2-Packs – The Best Case for Dramatic Pressing Variations

More of the Music of The Eagles

Hot Stamper 2-packs Available Now

Presenting another entry in our series of big picture observations concerning records and audio.

Just today (3/16/15) we put up a White Hot Stamper 2-pack of the Eagles’ First Album. One of the two pressings that made up the 2-pack had a killer side two, practically As Good As It Gets. 

What was interesting about that particular record was how bad side one was. Side one of that copy — on the white label, with stampers that are usually killer — was terrible. The vocals were hard, shrill and spitty. My notes say “CD sound.”

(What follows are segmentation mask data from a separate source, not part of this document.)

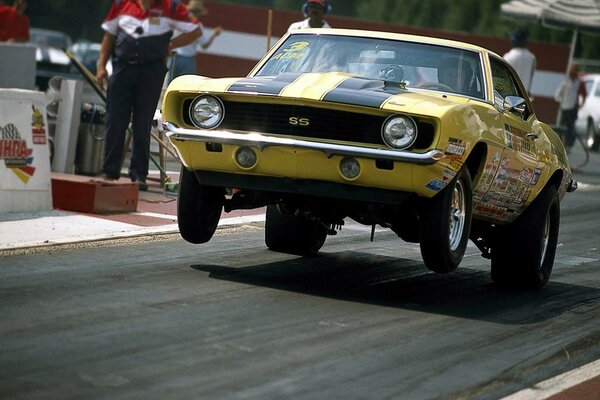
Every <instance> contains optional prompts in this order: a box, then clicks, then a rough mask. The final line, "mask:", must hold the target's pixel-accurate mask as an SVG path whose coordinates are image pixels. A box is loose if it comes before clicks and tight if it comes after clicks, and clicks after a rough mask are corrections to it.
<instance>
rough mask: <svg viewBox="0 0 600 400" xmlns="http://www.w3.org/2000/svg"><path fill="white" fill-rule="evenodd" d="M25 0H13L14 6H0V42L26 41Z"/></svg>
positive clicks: (28, 37)
mask: <svg viewBox="0 0 600 400" xmlns="http://www.w3.org/2000/svg"><path fill="white" fill-rule="evenodd" d="M26 9H27V0H15V4H14V6H12V7H11V6H2V7H0V42H28V41H29V17H28V16H27V15H25V10H26Z"/></svg>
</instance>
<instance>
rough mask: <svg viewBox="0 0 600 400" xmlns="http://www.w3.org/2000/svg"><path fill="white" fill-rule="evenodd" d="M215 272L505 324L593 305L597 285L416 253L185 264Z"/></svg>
mask: <svg viewBox="0 0 600 400" xmlns="http://www.w3.org/2000/svg"><path fill="white" fill-rule="evenodd" d="M191 268H193V269H196V270H198V271H204V272H208V273H209V276H210V277H211V278H214V279H219V280H224V281H230V282H238V283H244V284H249V285H254V286H261V287H269V288H272V289H277V290H285V291H290V292H297V293H302V294H308V295H312V296H320V297H325V298H331V299H336V300H344V301H353V302H359V303H365V304H374V305H380V306H384V307H394V308H401V309H406V310H413V311H418V312H424V313H434V314H440V315H448V316H453V317H458V318H466V319H474V320H482V321H489V322H494V323H499V324H505V325H527V324H532V323H538V322H543V321H546V320H550V319H552V318H555V317H558V316H560V315H562V314H564V313H567V312H570V311H573V310H575V309H580V308H588V307H594V306H597V305H598V304H600V290H599V289H596V288H590V287H584V286H579V285H573V284H566V283H560V282H550V283H549V284H548V285H547V286H546V287H545V288H544V290H539V291H533V292H531V291H530V292H528V291H519V290H504V289H499V288H497V287H496V286H494V285H493V284H492V283H491V280H490V277H489V272H487V271H486V272H484V271H477V270H473V269H467V268H458V269H457V270H456V271H455V272H454V273H450V274H434V273H431V272H428V271H427V270H426V268H425V267H424V266H423V265H422V263H420V262H418V261H416V260H410V259H402V258H393V257H386V256H381V255H373V254H369V253H361V252H352V251H344V252H339V253H321V254H320V255H319V257H304V258H294V259H289V260H284V261H278V262H273V263H269V264H262V265H253V266H247V267H227V266H218V265H202V264H198V265H192V266H191Z"/></svg>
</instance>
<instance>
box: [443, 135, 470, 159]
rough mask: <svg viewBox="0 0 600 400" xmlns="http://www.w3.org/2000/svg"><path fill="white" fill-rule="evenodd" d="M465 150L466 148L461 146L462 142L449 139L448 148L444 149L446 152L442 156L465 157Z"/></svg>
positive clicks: (459, 139) (445, 151)
mask: <svg viewBox="0 0 600 400" xmlns="http://www.w3.org/2000/svg"><path fill="white" fill-rule="evenodd" d="M466 150H467V148H466V146H464V145H463V142H462V140H460V139H454V138H449V139H448V147H446V151H445V152H444V154H446V155H450V156H459V157H462V156H464V155H465V152H466Z"/></svg>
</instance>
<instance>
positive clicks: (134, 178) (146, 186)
mask: <svg viewBox="0 0 600 400" xmlns="http://www.w3.org/2000/svg"><path fill="white" fill-rule="evenodd" d="M131 182H134V183H137V184H138V187H139V189H140V190H141V191H142V192H146V191H148V184H147V183H146V180H145V179H142V178H138V177H137V176H133V177H131Z"/></svg>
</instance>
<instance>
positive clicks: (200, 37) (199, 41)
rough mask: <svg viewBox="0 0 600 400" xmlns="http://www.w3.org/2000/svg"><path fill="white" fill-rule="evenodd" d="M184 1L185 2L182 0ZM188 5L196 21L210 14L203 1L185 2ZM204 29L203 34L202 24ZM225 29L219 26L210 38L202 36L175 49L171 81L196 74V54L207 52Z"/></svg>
mask: <svg viewBox="0 0 600 400" xmlns="http://www.w3.org/2000/svg"><path fill="white" fill-rule="evenodd" d="M182 1H183V0H182ZM185 3H186V4H187V7H188V10H190V13H191V14H192V16H193V17H194V18H195V19H196V20H198V21H199V20H200V17H203V16H205V15H206V14H208V10H207V9H206V8H205V7H204V4H203V1H202V0H190V1H187V2H185ZM200 26H201V27H202V32H205V29H204V27H203V26H202V23H200ZM222 31H223V28H221V27H220V26H217V27H216V28H215V29H213V31H212V34H211V35H210V36H208V37H207V36H206V35H204V34H203V35H202V36H201V37H200V38H198V39H197V40H196V41H194V42H192V43H190V44H188V45H186V46H181V47H178V48H176V49H175V51H174V52H175V54H174V55H172V56H171V60H170V62H169V69H170V72H169V81H170V80H172V79H174V78H176V77H178V76H181V75H186V74H196V73H197V67H196V54H197V53H198V52H199V51H200V50H201V49H202V50H206V49H207V48H208V47H210V45H211V44H212V42H213V41H214V40H215V38H216V37H217V36H219V35H220V34H221V32H222Z"/></svg>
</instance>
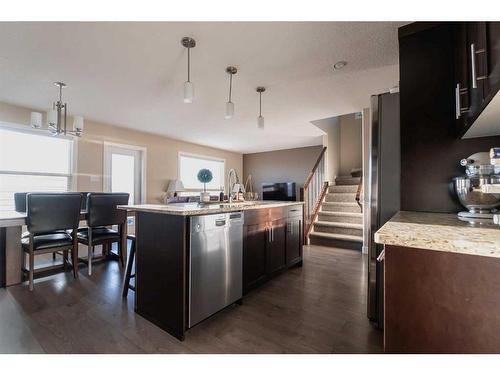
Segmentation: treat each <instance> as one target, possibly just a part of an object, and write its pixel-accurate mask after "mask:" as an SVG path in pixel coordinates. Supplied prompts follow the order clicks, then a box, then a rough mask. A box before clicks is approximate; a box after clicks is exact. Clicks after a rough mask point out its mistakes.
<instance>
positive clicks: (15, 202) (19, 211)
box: [14, 192, 88, 213]
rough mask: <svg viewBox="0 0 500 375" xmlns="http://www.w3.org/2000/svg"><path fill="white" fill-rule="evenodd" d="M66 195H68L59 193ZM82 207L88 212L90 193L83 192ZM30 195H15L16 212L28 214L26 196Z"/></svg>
mask: <svg viewBox="0 0 500 375" xmlns="http://www.w3.org/2000/svg"><path fill="white" fill-rule="evenodd" d="M58 194H66V193H58ZM81 194H82V205H81V207H80V209H81V210H82V211H86V210H87V194H88V192H82V193H81ZM27 195H28V193H14V210H16V212H20V213H25V212H26V196H27Z"/></svg>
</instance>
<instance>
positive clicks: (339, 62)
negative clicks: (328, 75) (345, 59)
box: [333, 61, 347, 70]
mask: <svg viewBox="0 0 500 375" xmlns="http://www.w3.org/2000/svg"><path fill="white" fill-rule="evenodd" d="M346 65H347V61H337V62H336V63H335V64H333V69H334V70H339V69H342V68H343V67H344V66H346Z"/></svg>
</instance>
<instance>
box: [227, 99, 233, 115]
mask: <svg viewBox="0 0 500 375" xmlns="http://www.w3.org/2000/svg"><path fill="white" fill-rule="evenodd" d="M233 116H234V103H233V102H227V103H226V119H230V118H231V117H233Z"/></svg>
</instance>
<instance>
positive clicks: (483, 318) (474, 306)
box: [384, 245, 500, 353]
mask: <svg viewBox="0 0 500 375" xmlns="http://www.w3.org/2000/svg"><path fill="white" fill-rule="evenodd" d="M384 262H385V264H384V276H385V332H384V348H385V351H386V352H390V353H500V334H499V330H500V259H498V258H492V257H485V256H477V255H468V254H456V253H450V252H444V251H434V250H426V249H415V248H407V247H400V246H390V245H386V246H385V260H384Z"/></svg>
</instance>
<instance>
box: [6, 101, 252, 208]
mask: <svg viewBox="0 0 500 375" xmlns="http://www.w3.org/2000/svg"><path fill="white" fill-rule="evenodd" d="M30 112H31V110H30V109H28V108H23V107H18V106H13V105H10V104H6V103H0V122H2V121H4V122H10V123H14V124H20V125H26V126H27V124H29V121H30ZM44 121H45V119H44ZM69 123H72V122H71V121H70V122H69ZM104 142H113V143H120V144H128V145H134V146H141V147H145V148H146V150H147V151H146V154H147V158H146V159H147V169H146V191H147V193H146V202H147V203H158V202H159V201H160V198H161V196H162V193H163V192H164V191H165V190H166V188H167V185H168V182H169V181H170V180H172V179H175V178H177V173H178V172H177V158H178V152H179V151H184V152H189V153H194V154H200V155H206V156H212V157H217V158H223V159H225V160H226V175H227V172H228V171H229V169H230V168H234V169H236V171H237V172H238V174H239V175H240V176H241V175H242V171H243V155H242V154H239V153H235V152H230V151H224V150H219V149H215V148H211V147H206V146H200V145H196V144H193V143H188V142H183V141H178V140H174V139H170V138H166V137H163V136H159V135H154V134H149V133H144V132H140V131H135V130H130V129H126V128H122V127H117V126H113V125H108V124H103V123H99V122H94V121H89V120H86V121H85V132H84V135H83V136H82V137H81V138H78V139H77V184H76V185H77V186H76V188H77V190H80V191H102V186H103V147H104ZM226 179H227V176H226ZM226 186H227V181H226Z"/></svg>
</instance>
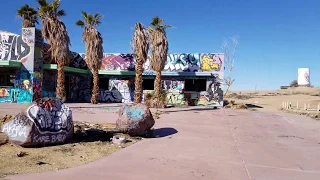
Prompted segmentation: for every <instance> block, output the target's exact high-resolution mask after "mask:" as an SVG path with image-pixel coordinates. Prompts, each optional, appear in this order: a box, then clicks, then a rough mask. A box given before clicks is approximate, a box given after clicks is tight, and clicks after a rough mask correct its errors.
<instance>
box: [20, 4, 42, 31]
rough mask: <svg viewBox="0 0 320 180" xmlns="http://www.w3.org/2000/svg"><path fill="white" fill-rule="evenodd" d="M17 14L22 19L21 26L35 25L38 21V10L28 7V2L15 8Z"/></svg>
mask: <svg viewBox="0 0 320 180" xmlns="http://www.w3.org/2000/svg"><path fill="white" fill-rule="evenodd" d="M17 15H18V16H19V17H21V18H22V19H23V21H22V27H23V28H28V27H35V25H36V24H39V22H38V12H37V11H36V10H35V9H34V8H33V7H30V6H29V5H28V4H25V5H23V6H21V7H20V9H18V10H17Z"/></svg>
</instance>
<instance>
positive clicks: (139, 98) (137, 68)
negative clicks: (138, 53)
mask: <svg viewBox="0 0 320 180" xmlns="http://www.w3.org/2000/svg"><path fill="white" fill-rule="evenodd" d="M142 71H143V68H142V65H141V64H140V63H137V64H136V79H135V83H134V89H135V90H134V103H141V101H142V94H143V89H142Z"/></svg>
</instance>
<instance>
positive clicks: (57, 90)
mask: <svg viewBox="0 0 320 180" xmlns="http://www.w3.org/2000/svg"><path fill="white" fill-rule="evenodd" d="M63 68H64V65H63V64H62V63H59V61H58V78H57V88H56V97H57V98H59V99H61V100H62V102H65V101H66V93H65V87H64V69H63Z"/></svg>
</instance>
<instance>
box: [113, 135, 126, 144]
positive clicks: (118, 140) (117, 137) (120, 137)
mask: <svg viewBox="0 0 320 180" xmlns="http://www.w3.org/2000/svg"><path fill="white" fill-rule="evenodd" d="M126 142H127V139H126V137H125V136H121V135H116V136H113V137H112V143H113V144H118V145H120V144H125V143H126Z"/></svg>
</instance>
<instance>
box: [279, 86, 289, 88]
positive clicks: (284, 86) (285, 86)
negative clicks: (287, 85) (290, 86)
mask: <svg viewBox="0 0 320 180" xmlns="http://www.w3.org/2000/svg"><path fill="white" fill-rule="evenodd" d="M289 87H290V86H280V89H288V88H289Z"/></svg>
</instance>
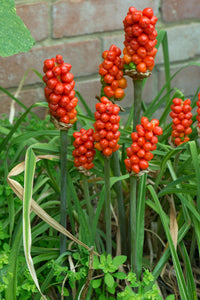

When a record sounds like a CD it goes in the trade-in pile, not on our site.

We encouraged the lucky owner to play the bad side for himself, just to hear how awful it is. Yet surprisingly, one might even say shockingly, it has exactly the qualities that audiophiles and collectors are most often satisfied with: the right label, and, in this case, even the right stampers (assuming anyone besides us would know what the right stampers are).

The problem was it didn’t have the right sound.

I know our customers can hear the difference, but can the rest of the audio world? Most of my reading on the internet makes me doubt that they can. When some people say that the differences between pressings can’t be all that big, I only wish they could have played the two sides of this copy.

Or  had higher quality reproduction so that these differences become less ignorable.

Our 2-pack sets combine two copies of the same album, with at least a Super Hot Stamper sonic grade on the better of each “good” side, which simply means you now have a pair of records that offers superb sound for the entire album.

Audiophiles are often surprised when they hear that an LP can sound amazing on one side and mediocre on the other, but since each side is pressed from different metalwork, aligned independently, and perhaps even cut by different mastering engineers from tapes of sometimes wildly differing quality, in our experience it happens all the time.

In fact, it’s much more common for a record to earn different sonic grades for its two sides than it is to rate the same grade.

That’s just the way it goes in analog, where there’s no way to know how a any given side of a record sounds until you play it, and, more importantly, in the world of sound everything is relative.

Since each of the copies in the 2-pack will have one good side and one noticeably weaker or at best more run-of-the-mill side, you’ll be able to compare them on your own to hear just what it is that the Hot Stamper sides give you. This has the added benefit of helping you to improve your critical listening skills. We’ll clearly mark which copy is Hot for each side, so if you don’t want to bother with the other sides, you certainly won’t have to.